Zonder samentrekking 7 maal dubbele punt, 1 maal puntkomma; met samentrekking 6 maal dubbele punt, 3 maal puntkomma. Derhalve overwegend (al of niet samengetrokken) dubbele punt (13 maal) tegenover 4 maal (al of niet met samentrekking) puntkomma. Het beeld lijkt dus op dat bij de verbinding door en(de): voorkeur voor het kolon, zonder dat invloed van samentrekking te constateren is. Komma vond ik hier niet (wel bij nevenschikking van zinsdelen of delen van zinsdelen). Voor de volledigheid vermeld ik dat Hooft vaak ook een nieuwe zin opent met Maar, Doch, zelfs soms na dubbele punt! (een vb. in brief 1033, nummering Van Tricht, r. 21).
3. Nevenschikking van hoofdzinnen door oft:
Geen geval van kolon; 3 van puntkomma, al of niet met samentrekking. Als mij geen gevallen ontsnapt zijn van kolon (of komma) zou hier dus alleen de puntkomma heersen. Waarom is mij niet duidelijk.
4. Nevenschikking van bijzinnen door en, maar, doch, oft; soms ook intonatief (secundaire bijzinnen, ook samentrekking heb ik hier buiten beschouwing gelaten): 6 maal kolon, 26 maal puntkomma. Hier dus een duidelijke voorkeur voor de puntkomma. Misschien vond Hooft op dit niveau de scheiding door puntkomma geschikter.

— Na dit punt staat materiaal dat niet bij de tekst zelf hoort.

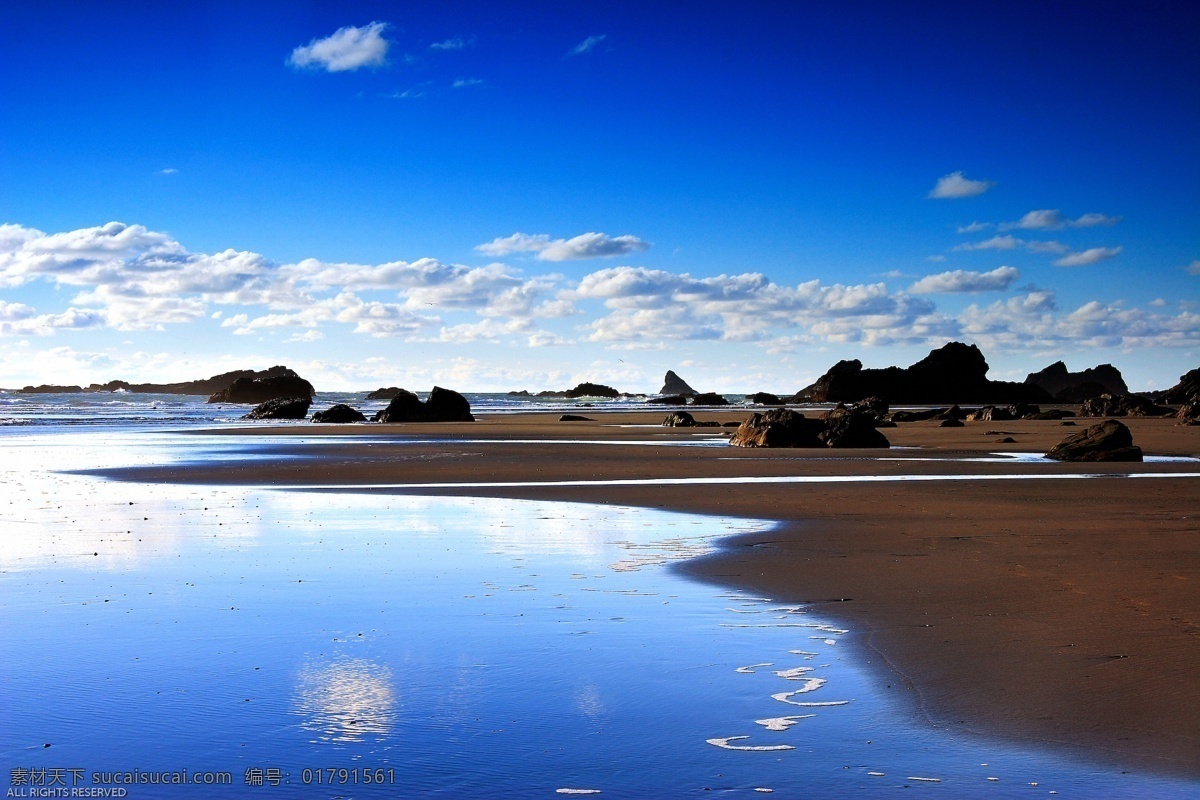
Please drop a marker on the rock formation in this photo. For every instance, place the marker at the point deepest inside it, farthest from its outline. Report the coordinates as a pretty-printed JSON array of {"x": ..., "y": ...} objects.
[
  {"x": 765, "y": 398},
  {"x": 1078, "y": 386},
  {"x": 954, "y": 373},
  {"x": 281, "y": 408},
  {"x": 783, "y": 427},
  {"x": 443, "y": 405},
  {"x": 709, "y": 398},
  {"x": 259, "y": 390},
  {"x": 673, "y": 384},
  {"x": 207, "y": 386},
  {"x": 1186, "y": 391},
  {"x": 1123, "y": 405},
  {"x": 340, "y": 414},
  {"x": 1109, "y": 440}
]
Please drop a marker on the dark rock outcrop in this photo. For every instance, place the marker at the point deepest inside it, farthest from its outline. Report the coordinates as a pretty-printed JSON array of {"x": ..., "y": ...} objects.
[
  {"x": 1078, "y": 386},
  {"x": 592, "y": 390},
  {"x": 259, "y": 390},
  {"x": 205, "y": 386},
  {"x": 765, "y": 398},
  {"x": 1186, "y": 391},
  {"x": 673, "y": 384},
  {"x": 443, "y": 405},
  {"x": 281, "y": 408},
  {"x": 1123, "y": 405},
  {"x": 852, "y": 427},
  {"x": 1109, "y": 440},
  {"x": 49, "y": 389},
  {"x": 783, "y": 427},
  {"x": 954, "y": 373},
  {"x": 340, "y": 414},
  {"x": 709, "y": 398}
]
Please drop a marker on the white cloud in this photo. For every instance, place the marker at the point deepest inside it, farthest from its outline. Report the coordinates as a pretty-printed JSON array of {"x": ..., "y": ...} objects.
[
  {"x": 1055, "y": 220},
  {"x": 995, "y": 242},
  {"x": 587, "y": 44},
  {"x": 955, "y": 186},
  {"x": 1087, "y": 257},
  {"x": 961, "y": 281},
  {"x": 348, "y": 48},
  {"x": 585, "y": 246},
  {"x": 454, "y": 43}
]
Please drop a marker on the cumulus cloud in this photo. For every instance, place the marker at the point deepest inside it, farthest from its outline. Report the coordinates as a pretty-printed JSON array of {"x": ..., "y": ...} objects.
[
  {"x": 1087, "y": 257},
  {"x": 996, "y": 242},
  {"x": 347, "y": 49},
  {"x": 961, "y": 281},
  {"x": 955, "y": 186},
  {"x": 1055, "y": 220},
  {"x": 453, "y": 43},
  {"x": 585, "y": 246},
  {"x": 587, "y": 44}
]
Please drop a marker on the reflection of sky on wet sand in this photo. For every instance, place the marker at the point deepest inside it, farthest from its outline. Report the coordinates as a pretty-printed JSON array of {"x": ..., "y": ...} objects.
[{"x": 346, "y": 699}]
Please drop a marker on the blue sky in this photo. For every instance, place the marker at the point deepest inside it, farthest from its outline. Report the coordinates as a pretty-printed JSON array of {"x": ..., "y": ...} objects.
[{"x": 526, "y": 196}]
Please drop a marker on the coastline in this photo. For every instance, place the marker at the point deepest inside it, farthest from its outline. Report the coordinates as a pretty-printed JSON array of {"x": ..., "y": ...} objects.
[{"x": 1054, "y": 613}]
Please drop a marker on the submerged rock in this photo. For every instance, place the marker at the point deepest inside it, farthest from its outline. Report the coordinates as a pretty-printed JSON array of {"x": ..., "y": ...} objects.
[
  {"x": 259, "y": 390},
  {"x": 1109, "y": 440},
  {"x": 281, "y": 408},
  {"x": 340, "y": 414}
]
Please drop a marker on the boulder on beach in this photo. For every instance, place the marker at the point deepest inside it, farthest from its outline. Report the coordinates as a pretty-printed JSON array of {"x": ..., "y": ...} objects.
[
  {"x": 673, "y": 384},
  {"x": 1123, "y": 405},
  {"x": 765, "y": 398},
  {"x": 852, "y": 427},
  {"x": 340, "y": 414},
  {"x": 259, "y": 390},
  {"x": 1078, "y": 386},
  {"x": 281, "y": 408},
  {"x": 1186, "y": 391},
  {"x": 679, "y": 420},
  {"x": 779, "y": 427},
  {"x": 954, "y": 373},
  {"x": 1109, "y": 440},
  {"x": 442, "y": 405},
  {"x": 709, "y": 398}
]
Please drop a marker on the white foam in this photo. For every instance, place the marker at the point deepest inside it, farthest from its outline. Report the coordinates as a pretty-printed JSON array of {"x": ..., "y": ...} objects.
[
  {"x": 749, "y": 671},
  {"x": 783, "y": 723},
  {"x": 810, "y": 685},
  {"x": 795, "y": 673},
  {"x": 725, "y": 744}
]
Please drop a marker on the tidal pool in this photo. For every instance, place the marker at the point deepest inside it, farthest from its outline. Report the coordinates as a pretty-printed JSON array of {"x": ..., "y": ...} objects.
[{"x": 305, "y": 643}]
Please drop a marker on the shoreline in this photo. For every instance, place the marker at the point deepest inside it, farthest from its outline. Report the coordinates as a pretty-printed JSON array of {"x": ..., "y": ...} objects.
[{"x": 1060, "y": 614}]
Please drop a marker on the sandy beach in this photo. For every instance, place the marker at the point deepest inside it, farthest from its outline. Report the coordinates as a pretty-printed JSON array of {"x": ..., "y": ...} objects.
[{"x": 1059, "y": 613}]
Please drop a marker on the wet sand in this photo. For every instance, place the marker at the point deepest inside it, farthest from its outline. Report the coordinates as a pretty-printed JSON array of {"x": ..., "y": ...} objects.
[{"x": 1059, "y": 613}]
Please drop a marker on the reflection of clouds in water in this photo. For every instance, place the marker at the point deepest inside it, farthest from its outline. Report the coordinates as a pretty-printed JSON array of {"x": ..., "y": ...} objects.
[
  {"x": 346, "y": 698},
  {"x": 588, "y": 701}
]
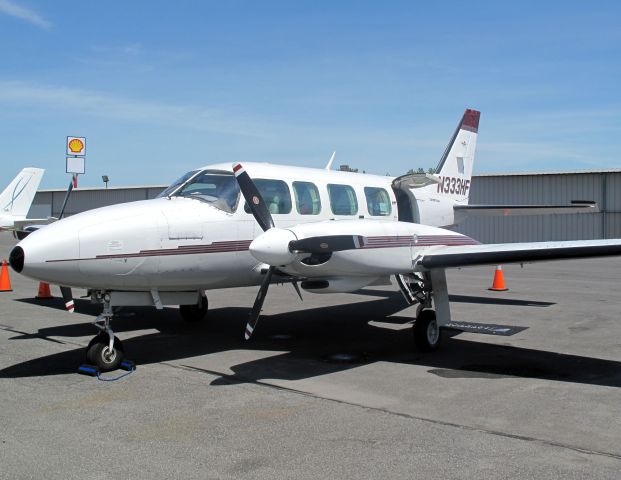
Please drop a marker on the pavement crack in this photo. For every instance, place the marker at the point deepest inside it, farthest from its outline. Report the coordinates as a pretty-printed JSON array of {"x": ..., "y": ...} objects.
[{"x": 236, "y": 379}]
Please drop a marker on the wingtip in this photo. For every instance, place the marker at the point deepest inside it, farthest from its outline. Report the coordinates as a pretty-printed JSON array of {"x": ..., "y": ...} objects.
[{"x": 471, "y": 120}]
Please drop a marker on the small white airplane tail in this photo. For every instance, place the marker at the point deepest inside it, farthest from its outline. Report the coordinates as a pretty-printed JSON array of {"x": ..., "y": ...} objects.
[
  {"x": 16, "y": 199},
  {"x": 455, "y": 167}
]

Het gaat hier immers niet om constructies met zinswaarde (O P, P O, en imperatiefconstructies), maar om zinsdelen of delen van zinsdelen. Bij nadere beschouwing van de 6 gevallen met kolon blijkt hier het 1e of 2e lid van de nevenschikking grote lengte te hebben. Men zie bijv. brief 1033: ‘Ik vreeze dat ... brengen: ende dat ...’ (zeer lang 2e lid). Overigens is de komma hier ook meermalen aanwezig. Ik heb, evenals bij 1, omdat ik mij bepaalde tot kolon en puntkomma, deze gevallen niet geteld, maar ze zijn niet zeldzaam. Hooft's interpunctie doet mij hier denken aan die van de moderne scribent, die komma of puntkomma gebruikt zonder precies te weten waarom hij nu het een dan het ander kiest. Zal het zo ook niet met Hooft geweest zijn? De diepe scheiding van het kolon paste hier slechts bij uitzondering; het subtiele verschil tussen komma en puntkomma was in tegenstelling tot dat tussen dubbele punt en komma (nog?) niet aan regels gebonden.

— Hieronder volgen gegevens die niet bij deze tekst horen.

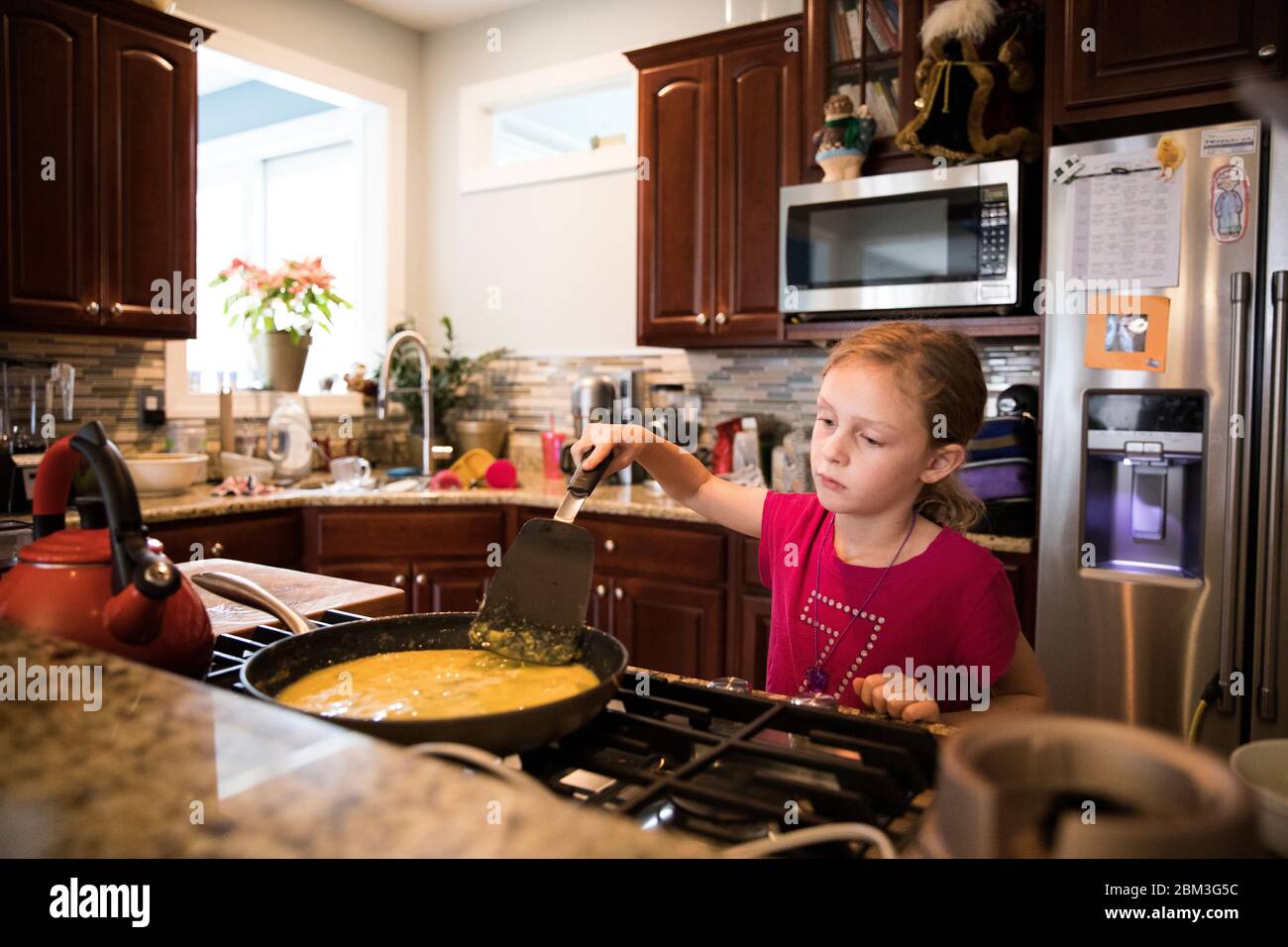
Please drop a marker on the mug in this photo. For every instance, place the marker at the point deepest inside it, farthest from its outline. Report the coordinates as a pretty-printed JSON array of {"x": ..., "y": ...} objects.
[{"x": 349, "y": 472}]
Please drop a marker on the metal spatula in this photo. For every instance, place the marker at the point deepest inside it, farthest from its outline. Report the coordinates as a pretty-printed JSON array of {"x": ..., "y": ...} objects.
[{"x": 535, "y": 609}]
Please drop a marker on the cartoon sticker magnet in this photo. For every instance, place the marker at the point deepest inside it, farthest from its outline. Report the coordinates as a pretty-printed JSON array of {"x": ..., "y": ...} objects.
[
  {"x": 1229, "y": 214},
  {"x": 1170, "y": 155},
  {"x": 1126, "y": 333}
]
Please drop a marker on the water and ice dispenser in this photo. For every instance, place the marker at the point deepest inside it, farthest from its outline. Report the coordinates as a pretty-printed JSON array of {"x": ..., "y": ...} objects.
[{"x": 1142, "y": 482}]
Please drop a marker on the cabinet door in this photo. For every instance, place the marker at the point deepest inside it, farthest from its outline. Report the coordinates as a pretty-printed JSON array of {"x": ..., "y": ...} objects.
[
  {"x": 599, "y": 609},
  {"x": 395, "y": 573},
  {"x": 50, "y": 200},
  {"x": 677, "y": 202},
  {"x": 754, "y": 642},
  {"x": 760, "y": 141},
  {"x": 149, "y": 162},
  {"x": 1150, "y": 48},
  {"x": 439, "y": 586},
  {"x": 669, "y": 628}
]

5. Voor Ende gevolgd door inversie:
We hebben hier niet met nevenschikking van 2 hoofdzinnen te maken, maar met twee zinnen. Na de eerste volgt de voor Hooft zo typische en veelvuldig voorkomende zin, door Ende ingeleid, waarna inversie volgt zonder dat enig zinsdeel, ook niet een samengetrokken zinsdeel, voorafgaat. De scheiding is voor Hooft zo groot dat men hier, naast de punt, alleen kolon aantreft. Gevoel voor meer of minder semantische samenhang zal de keus bepaald hebben.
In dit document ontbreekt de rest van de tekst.